I don't think a debugging "dashboard" is a dashboard. That conflates two very different ideas. We need a different name for that.

What about the "check engine" light or the "low oil" light? Both are debugging indicators about the health of your engine.

But snark aside, I do agree with your about the intent of a dashboard. I've always told people dashboards are there to give you historical and real-time info about the performance and rates of your systems. It doesn't show you exactly what's wrong, but it is very helpful in showing where to start looking.

I don't think dashboards help with debugging at all, and they shouldn't be designed with that goal in mind.

Dashboards tell you that a problem exists.
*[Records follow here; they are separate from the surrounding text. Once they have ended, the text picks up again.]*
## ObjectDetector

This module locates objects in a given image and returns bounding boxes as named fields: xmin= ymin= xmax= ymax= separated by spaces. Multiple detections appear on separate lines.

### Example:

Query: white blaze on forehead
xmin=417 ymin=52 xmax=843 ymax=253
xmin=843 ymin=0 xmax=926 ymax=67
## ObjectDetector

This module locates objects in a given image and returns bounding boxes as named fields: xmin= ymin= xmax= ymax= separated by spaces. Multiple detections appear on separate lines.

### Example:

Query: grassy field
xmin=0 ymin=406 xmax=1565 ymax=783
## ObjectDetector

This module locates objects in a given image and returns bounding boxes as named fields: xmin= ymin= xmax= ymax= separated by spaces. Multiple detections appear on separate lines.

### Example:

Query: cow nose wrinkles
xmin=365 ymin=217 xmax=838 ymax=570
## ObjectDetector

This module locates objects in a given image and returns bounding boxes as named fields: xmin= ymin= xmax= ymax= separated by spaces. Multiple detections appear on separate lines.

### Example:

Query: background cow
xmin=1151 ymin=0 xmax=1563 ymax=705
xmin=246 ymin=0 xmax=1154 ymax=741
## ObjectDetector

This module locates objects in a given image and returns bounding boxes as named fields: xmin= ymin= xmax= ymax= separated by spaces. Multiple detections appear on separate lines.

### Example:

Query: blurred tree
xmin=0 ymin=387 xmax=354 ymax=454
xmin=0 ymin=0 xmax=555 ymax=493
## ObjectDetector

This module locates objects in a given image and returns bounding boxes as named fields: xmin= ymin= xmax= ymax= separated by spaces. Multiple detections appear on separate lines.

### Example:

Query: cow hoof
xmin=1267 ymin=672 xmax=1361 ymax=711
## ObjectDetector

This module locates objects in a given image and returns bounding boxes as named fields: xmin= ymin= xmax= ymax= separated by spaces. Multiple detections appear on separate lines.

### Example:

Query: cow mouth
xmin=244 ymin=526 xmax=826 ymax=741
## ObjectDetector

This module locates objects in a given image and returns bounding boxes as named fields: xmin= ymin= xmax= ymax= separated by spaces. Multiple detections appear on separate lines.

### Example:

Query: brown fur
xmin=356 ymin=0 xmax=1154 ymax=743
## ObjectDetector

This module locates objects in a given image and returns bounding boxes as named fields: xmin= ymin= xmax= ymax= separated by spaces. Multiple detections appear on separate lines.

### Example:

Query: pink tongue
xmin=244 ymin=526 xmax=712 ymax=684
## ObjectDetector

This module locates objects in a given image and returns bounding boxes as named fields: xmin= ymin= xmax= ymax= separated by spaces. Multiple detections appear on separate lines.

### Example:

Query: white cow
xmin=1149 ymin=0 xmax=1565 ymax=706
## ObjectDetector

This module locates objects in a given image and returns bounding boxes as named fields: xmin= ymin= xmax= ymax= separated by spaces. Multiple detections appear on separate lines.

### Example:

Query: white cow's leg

Just demonstrating that SOMETHING is broken means the dashboard has accomplished it's task in full. The engineer's job is then to fix it.

> We've spent a lot of time building Grafana dashboards and they've been extremely helpful with debugging. It doesn't solve all problems but it certainly helps narrow down where to look.

And then once the bugs that led to the creation of that dashboard are fixed or retired, what's left for that data? It just sits there with its pretty graphs and eye-catching visualizations to snare the unwary who are looking for help debugging a different problem. In fact, they'd be best served by ignoring existing dashboards and creating new ones specific to the issue in the present, not some dead husk of a problem that looks like it might be related.

How do things like message queue sizes, transactions per second, errors per minute, memory usage etc become less useful after solving one bug?
What if the next bug has nothing to do with the message queue? What if your last fix to improve the TPS ends up being sufficient headroom that the next problem never triggers a high rate? What if your errors per minute is only aggregating errors for the services you last had high error rates on?

The point: all those measures and the dashboard created to monitor them were likely put in place because of whatever prior bug or outage was traced to not knowing those metrics. But the next problem might be something else, for which the metrics are not collected, aggregated, or displayed. Now you've got a dashboard with lots of information, but it's not showing any problems, and it's not providing any insights into why your customers are complaining and all the product people are in fire drill mode.

This is like advocating to get rid of log statements because they might not log the cause of the next bug.
No, it's like advocating to get rid of log statements because they are like an overflowing sewer of data obscuring and distracting from the real cause of the bug. But you can't even figure out if there's a message in the log because it takes an hour to sort through the firehose of messages you know aren't relevant, but there they are, filling up your logs.

The above goes double if you're running Java and your logs include stacktraces spanning 300 lines.